It came into our garden with some ‘free’ soil. I didn’t know its name, for sure. It looked an awful lot like ladybells, Adenophora liliifolia? It was a decorative, bonus plant – score!
Little did I know the work that pretty bellflower would create.
Deer ignored it for one season… at the most. After that, they ate the buds before flowering. The deers’ pruning might’ve spurred the plant into a frenzy of suckering. When digging out the extras, I realized how this bellflower got its common name– Creeping Bellflower spreads from the mother plant by lateral roots running below the soil surface.
It quickly became quite a thug. I had to be realistic. A monocultural garden isn’t my thing. Campanula rapunculoides had to go.
One soggy autumn weekend, I dug out the entire bed. Other keeper perennials were set aside to thoroughly wash their root systems before replanting at the end of the project. I discovered creeping bellflower was even more invasive than I first realized. It also has deeper storage roots, enabling survival through brutal winters & long droughts. Those roots can easily sprout a multitude of new plants, even if the original is removed from the base.
Sifting through the soil & removing the invading white roots of the C.rapunculoides, was a tough job but worth it. Many years later, I regularly weed out young plants surfacing from roots that I’d missed, but I’m winning the war.
This summer, I noticed a new patch at the College campus.

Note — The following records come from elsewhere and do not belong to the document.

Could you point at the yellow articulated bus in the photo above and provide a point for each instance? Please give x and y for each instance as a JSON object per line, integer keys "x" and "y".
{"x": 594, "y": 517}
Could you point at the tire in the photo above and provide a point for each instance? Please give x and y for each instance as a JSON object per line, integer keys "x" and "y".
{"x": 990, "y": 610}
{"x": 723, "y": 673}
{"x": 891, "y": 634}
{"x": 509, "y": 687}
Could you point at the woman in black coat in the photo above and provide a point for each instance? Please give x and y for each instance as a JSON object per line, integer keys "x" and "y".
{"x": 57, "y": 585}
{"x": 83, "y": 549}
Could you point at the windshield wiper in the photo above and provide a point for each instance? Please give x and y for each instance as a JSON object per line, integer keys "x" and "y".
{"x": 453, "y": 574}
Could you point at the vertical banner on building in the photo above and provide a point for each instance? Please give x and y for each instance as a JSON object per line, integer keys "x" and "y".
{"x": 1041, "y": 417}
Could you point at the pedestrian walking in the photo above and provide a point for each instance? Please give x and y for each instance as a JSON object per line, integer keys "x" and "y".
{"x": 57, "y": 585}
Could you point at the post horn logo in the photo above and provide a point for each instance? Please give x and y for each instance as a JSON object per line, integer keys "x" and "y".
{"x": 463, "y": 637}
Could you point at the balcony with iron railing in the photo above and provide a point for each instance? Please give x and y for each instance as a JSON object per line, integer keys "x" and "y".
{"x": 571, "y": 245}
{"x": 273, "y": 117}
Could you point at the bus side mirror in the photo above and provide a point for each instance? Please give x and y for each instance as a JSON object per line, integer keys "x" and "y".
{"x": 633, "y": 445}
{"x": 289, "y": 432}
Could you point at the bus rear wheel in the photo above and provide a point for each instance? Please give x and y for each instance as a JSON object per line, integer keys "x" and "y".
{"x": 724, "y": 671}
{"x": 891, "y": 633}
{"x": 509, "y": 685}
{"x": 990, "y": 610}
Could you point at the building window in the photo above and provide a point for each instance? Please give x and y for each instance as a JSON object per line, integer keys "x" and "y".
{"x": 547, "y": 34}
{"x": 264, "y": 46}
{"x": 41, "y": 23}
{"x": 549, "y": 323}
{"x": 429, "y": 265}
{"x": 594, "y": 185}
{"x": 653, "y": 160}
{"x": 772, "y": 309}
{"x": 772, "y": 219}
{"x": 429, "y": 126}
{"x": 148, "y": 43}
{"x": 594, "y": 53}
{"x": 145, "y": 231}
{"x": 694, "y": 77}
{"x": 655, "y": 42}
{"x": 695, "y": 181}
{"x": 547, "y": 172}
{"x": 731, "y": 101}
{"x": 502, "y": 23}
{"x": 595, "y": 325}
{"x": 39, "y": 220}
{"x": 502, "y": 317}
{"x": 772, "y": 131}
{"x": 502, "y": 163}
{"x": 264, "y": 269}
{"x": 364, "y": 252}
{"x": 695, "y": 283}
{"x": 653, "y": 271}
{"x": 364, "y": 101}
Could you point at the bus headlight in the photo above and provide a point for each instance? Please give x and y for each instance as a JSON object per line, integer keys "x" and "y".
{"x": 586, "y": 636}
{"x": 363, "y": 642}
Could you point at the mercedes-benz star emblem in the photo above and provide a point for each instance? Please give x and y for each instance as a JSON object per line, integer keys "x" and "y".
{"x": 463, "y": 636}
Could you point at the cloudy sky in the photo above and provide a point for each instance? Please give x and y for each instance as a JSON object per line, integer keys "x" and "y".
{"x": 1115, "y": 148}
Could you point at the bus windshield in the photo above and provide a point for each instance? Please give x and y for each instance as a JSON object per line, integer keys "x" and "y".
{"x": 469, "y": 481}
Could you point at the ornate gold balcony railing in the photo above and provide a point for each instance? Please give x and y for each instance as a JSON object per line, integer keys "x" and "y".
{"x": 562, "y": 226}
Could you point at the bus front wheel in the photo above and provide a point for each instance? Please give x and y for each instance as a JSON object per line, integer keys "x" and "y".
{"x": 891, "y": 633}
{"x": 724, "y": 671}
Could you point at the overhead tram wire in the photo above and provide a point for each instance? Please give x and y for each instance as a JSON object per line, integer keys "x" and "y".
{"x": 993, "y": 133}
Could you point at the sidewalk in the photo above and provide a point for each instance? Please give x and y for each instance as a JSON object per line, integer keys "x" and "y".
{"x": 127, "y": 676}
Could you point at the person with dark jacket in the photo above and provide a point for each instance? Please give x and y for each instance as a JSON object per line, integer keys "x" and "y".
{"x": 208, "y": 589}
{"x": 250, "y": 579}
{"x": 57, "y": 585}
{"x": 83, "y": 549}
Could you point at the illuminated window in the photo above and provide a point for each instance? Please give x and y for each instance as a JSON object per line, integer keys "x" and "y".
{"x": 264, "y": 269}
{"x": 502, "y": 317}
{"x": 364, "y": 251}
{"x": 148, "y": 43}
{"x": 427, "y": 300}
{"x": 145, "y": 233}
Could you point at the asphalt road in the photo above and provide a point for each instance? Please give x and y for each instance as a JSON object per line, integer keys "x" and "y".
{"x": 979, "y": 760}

Can you imagine the tenacity of a plant volunteering in a crack in the pavement? These plants must’ve arrived via seed distribution. Behind some fencing, creeping bellflower is protected from the deer. Fortunately, the grounds staff cut them to the ground in record time.
So, I guess it’s not even safe to keep this bully restrained in a pot because it’ll spread like mad if it ever goes to seed, too.
I’m pretty lenient when it comes to vigorous plants in our garden.. Wild violets grow in our lawn. Cyclamen hederifolium is still welcome in certain beds. I’ve left some patches of bluebell in well-contained spots (but they’re sheered as soon as the blooms begin to fade). Some other tough-as-nails plants are held in check by simply not watering them through our long, summer drought.
But I’m putting my foot down when it comes to Campanula rapunculoides.
Not in my backyard.
My goal is to grow the native harebell, C. rotundifolia, instead. It’s much better behaved.